From sap to bark, birch trees are used to make everything from beer to toothpicks. Native Americans stretched birch bark on their canoe frames and used the wood for their arrows. The birch is New Hampshire's state tree. It is also popular as an ornamental tree and has gained the nickname "Mother Tree" because birches were planted at the White House to honor the mothers of U.S. presidents. The oil extracted from the bark contains a chemical used to treat rheumatism and inflammations.
Where it Grows
Eastern U.S., principally Northern and Lake states. The average tree is 60 to 70 feet in height. Birch prefers valleys and stream banks although it adapts itself to higher grounds.

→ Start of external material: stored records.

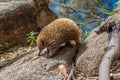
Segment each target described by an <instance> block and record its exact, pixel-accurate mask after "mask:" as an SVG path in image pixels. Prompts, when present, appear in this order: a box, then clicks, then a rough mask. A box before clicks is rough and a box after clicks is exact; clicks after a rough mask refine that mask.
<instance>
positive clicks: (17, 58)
mask: <svg viewBox="0 0 120 80" xmlns="http://www.w3.org/2000/svg"><path fill="white" fill-rule="evenodd" d="M34 51H36V49H33V50H31V51H30V52H26V53H24V54H21V55H18V56H16V57H15V58H13V59H10V60H7V61H3V62H1V63H0V68H3V67H5V66H8V65H10V64H12V63H13V62H15V61H17V60H18V59H20V58H22V57H24V56H25V55H27V54H32V53H33V52H34Z"/></svg>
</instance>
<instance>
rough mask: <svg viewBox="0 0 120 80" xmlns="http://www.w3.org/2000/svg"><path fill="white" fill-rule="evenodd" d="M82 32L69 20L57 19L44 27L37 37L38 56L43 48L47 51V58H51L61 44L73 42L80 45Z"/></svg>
mask: <svg viewBox="0 0 120 80" xmlns="http://www.w3.org/2000/svg"><path fill="white" fill-rule="evenodd" d="M81 32H82V30H80V29H79V28H78V26H77V25H76V24H75V23H74V22H73V21H72V20H70V19H67V18H58V19H56V20H54V21H53V22H51V23H50V24H48V25H47V26H45V27H44V28H43V29H42V30H41V32H40V33H39V35H38V37H37V46H38V48H39V51H40V52H39V55H40V53H41V51H42V50H43V49H44V48H47V49H48V50H49V56H50V57H52V56H53V55H54V54H55V52H56V51H57V50H58V49H59V48H60V46H61V44H63V43H66V42H70V40H74V41H75V42H76V44H78V45H80V44H81V41H80V34H81Z"/></svg>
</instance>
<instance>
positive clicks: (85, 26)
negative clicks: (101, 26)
mask: <svg viewBox="0 0 120 80" xmlns="http://www.w3.org/2000/svg"><path fill="white" fill-rule="evenodd" d="M72 18H73V19H74V20H75V21H77V22H79V23H80V25H82V26H84V27H86V28H87V29H88V30H90V28H89V26H87V25H86V24H85V23H84V22H82V21H81V20H80V19H78V18H77V17H76V16H72Z"/></svg>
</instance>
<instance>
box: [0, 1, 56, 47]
mask: <svg viewBox="0 0 120 80" xmlns="http://www.w3.org/2000/svg"><path fill="white" fill-rule="evenodd" d="M35 1H36V0H35ZM40 1H41V3H36V4H38V5H39V4H40V6H39V7H41V8H40V9H39V11H38V10H37V9H36V8H37V6H35V5H34V2H33V0H27V1H26V0H5V1H3V0H2V1H0V6H1V7H0V45H4V44H6V43H7V44H9V45H18V44H22V45H25V43H26V35H27V34H28V33H30V32H31V31H35V32H40V29H42V28H43V27H44V26H45V25H47V24H48V23H50V22H51V21H53V20H54V19H56V18H57V16H56V15H55V14H54V13H53V12H52V11H51V10H50V9H49V8H48V5H47V4H44V2H45V1H46V0H45V1H44V0H43V1H42V0H40ZM48 15H49V17H48Z"/></svg>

Yellow birch has a white sapwood and light reddish brown heartwood. The wood is generally straight-grained with a fine uniform texture. Generally characterized by a plain and often curly or wavy pattern.
Furniture, millwork and paneling, doors, flooring, kitchen cabinets, turnings and toys.
The wood works fairly easily, glues well with care, takes stain extremely well, and nails and screws satisfactorily where pre-boring is advised. It dries rather slowly with little degrade, but it has moderately high shrinkage, so is susceptible to movement in performance.
The wood of yellow birch is heavy, hard and strong. It has very good bending properties, with good crushing strength and shock resistance.